Take McCarthy’s “White Snow,” a series of drawings, installations and film where Snow White sometimes appears hyper-sexualized or haggard. An offshoot of this work is McCarthy’s “White Snow #3,” produced at the Foundry. These controversial sculptures are bronzed rather than white. Snow White’s appearance is heavily distorted. The Disney character has fat, puffy cheeks and hair that turns bulbous above the ears, looking like breasts.
With acclaimed work like “White Snow #3” produced at his foundry, does Anderson feel a kinship to the sculptures altering our perception of how we see the world around us?
“These artists have a vision, something that they’re trying to express. They don’t want it diluted. We want to be as exacting in making their sculptures as possible so their ideas come through clearly.”

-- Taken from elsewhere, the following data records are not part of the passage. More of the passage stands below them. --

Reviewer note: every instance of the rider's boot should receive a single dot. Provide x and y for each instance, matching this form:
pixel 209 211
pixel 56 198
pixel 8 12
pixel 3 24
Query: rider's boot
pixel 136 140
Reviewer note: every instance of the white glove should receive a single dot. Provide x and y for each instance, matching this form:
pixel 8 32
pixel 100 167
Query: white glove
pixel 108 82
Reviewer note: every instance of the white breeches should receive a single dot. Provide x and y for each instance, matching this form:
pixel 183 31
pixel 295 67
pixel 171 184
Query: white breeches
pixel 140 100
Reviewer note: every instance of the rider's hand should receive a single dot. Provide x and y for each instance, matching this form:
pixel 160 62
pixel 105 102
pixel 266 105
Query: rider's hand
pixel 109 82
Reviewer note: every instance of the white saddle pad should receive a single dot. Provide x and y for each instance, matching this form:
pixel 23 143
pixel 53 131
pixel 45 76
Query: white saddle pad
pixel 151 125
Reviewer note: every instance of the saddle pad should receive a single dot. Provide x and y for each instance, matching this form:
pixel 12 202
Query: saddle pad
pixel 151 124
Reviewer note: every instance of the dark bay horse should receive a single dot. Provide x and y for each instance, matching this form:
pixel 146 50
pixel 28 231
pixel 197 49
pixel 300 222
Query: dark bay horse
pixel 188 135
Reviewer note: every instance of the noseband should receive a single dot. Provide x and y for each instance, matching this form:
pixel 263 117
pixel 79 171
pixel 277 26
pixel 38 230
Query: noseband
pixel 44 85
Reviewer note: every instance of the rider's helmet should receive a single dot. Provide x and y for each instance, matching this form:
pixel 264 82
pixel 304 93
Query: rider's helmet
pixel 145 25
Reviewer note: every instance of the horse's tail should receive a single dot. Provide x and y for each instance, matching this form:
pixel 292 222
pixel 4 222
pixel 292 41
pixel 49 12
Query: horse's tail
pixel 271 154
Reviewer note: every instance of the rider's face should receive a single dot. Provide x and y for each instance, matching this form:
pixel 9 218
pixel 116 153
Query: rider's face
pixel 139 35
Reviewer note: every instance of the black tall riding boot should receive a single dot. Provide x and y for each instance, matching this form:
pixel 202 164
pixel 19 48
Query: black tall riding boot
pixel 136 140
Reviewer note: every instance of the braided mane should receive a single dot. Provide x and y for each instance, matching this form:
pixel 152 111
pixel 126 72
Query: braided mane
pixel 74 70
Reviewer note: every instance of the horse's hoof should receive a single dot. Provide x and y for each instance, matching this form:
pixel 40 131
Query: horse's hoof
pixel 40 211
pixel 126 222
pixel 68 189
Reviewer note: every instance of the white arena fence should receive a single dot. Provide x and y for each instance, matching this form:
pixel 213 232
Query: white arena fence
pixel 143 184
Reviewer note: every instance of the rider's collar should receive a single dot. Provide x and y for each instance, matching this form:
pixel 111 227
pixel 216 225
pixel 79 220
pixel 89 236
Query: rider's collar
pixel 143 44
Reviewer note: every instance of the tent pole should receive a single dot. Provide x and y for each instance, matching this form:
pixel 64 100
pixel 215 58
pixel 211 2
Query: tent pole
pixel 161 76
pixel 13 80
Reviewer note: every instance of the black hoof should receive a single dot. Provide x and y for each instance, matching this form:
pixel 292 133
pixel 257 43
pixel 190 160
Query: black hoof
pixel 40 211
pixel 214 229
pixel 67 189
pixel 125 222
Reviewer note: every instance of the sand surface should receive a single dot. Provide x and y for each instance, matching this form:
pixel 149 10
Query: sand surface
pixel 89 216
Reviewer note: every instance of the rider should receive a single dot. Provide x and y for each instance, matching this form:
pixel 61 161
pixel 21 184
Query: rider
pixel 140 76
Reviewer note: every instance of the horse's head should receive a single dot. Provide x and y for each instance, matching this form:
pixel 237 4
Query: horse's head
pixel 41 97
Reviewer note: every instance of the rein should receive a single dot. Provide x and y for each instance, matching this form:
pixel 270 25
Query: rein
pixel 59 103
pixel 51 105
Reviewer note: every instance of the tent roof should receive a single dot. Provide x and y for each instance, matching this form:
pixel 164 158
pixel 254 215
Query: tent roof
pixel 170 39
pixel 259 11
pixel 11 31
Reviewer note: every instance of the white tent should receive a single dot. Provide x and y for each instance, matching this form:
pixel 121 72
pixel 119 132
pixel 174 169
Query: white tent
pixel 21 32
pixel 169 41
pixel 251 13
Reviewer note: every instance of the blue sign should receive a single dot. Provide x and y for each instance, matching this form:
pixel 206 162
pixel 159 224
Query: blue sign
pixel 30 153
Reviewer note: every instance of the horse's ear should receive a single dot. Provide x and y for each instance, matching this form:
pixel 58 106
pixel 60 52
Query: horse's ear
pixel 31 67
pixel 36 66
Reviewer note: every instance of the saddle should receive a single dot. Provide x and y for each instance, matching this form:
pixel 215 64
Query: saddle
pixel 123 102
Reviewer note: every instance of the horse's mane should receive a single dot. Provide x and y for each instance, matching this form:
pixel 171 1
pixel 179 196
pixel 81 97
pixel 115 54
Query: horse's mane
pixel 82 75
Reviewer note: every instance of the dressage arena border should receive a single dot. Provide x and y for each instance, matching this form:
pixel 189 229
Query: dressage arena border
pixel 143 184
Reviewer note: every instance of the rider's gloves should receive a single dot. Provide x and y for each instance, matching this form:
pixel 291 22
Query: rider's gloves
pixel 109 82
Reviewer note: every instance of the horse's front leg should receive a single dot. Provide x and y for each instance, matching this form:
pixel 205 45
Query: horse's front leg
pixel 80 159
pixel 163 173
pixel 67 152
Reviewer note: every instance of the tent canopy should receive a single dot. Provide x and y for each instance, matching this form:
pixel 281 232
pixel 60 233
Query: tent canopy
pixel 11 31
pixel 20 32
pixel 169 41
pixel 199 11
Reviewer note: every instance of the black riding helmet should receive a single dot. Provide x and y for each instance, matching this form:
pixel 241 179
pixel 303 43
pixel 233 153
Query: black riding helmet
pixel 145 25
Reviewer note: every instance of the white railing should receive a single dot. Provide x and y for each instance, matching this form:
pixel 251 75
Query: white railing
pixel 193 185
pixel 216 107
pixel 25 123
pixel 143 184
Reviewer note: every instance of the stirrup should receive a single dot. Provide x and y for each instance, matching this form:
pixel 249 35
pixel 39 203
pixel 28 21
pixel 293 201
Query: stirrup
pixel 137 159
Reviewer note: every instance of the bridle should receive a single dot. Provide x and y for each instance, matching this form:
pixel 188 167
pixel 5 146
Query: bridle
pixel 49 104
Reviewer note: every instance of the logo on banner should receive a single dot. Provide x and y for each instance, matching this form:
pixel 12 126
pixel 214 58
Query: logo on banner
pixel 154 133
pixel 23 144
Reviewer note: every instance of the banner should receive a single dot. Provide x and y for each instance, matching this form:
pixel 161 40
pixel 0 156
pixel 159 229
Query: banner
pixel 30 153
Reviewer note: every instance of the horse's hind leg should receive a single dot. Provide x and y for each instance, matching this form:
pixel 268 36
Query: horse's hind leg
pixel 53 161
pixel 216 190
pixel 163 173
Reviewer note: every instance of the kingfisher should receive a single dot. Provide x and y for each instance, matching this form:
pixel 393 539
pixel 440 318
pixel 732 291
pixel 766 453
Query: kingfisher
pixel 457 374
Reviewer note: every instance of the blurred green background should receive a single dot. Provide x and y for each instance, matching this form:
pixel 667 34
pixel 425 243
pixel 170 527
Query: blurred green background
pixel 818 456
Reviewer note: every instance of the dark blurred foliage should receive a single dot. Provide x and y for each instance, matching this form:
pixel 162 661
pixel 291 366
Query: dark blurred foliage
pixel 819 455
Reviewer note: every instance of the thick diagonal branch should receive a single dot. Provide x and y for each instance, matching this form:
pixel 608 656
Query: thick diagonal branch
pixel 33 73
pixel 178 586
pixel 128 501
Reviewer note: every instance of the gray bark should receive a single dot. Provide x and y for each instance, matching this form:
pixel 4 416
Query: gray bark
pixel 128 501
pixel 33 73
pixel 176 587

A sexualized and battered version of Walt Disney’s beloved Snow White? What has the Foundry helped the quixotic McCarthy express?
“Paul McCarthy, as a visual artist, pulls back the curtain on our perceived world,” Anderson said.
“Snow White, or his version, ‘White Snow,’ shows the layers of content any story tells, especially in a Walt Disney classic. Paul takes these layers and dissects them, rearranges the image, alters its size and shape, and gives it back in a form never conceived of before.
“When the viewer engages his sculptures they then choose to see either beauty or the hidden dark side of humanity.”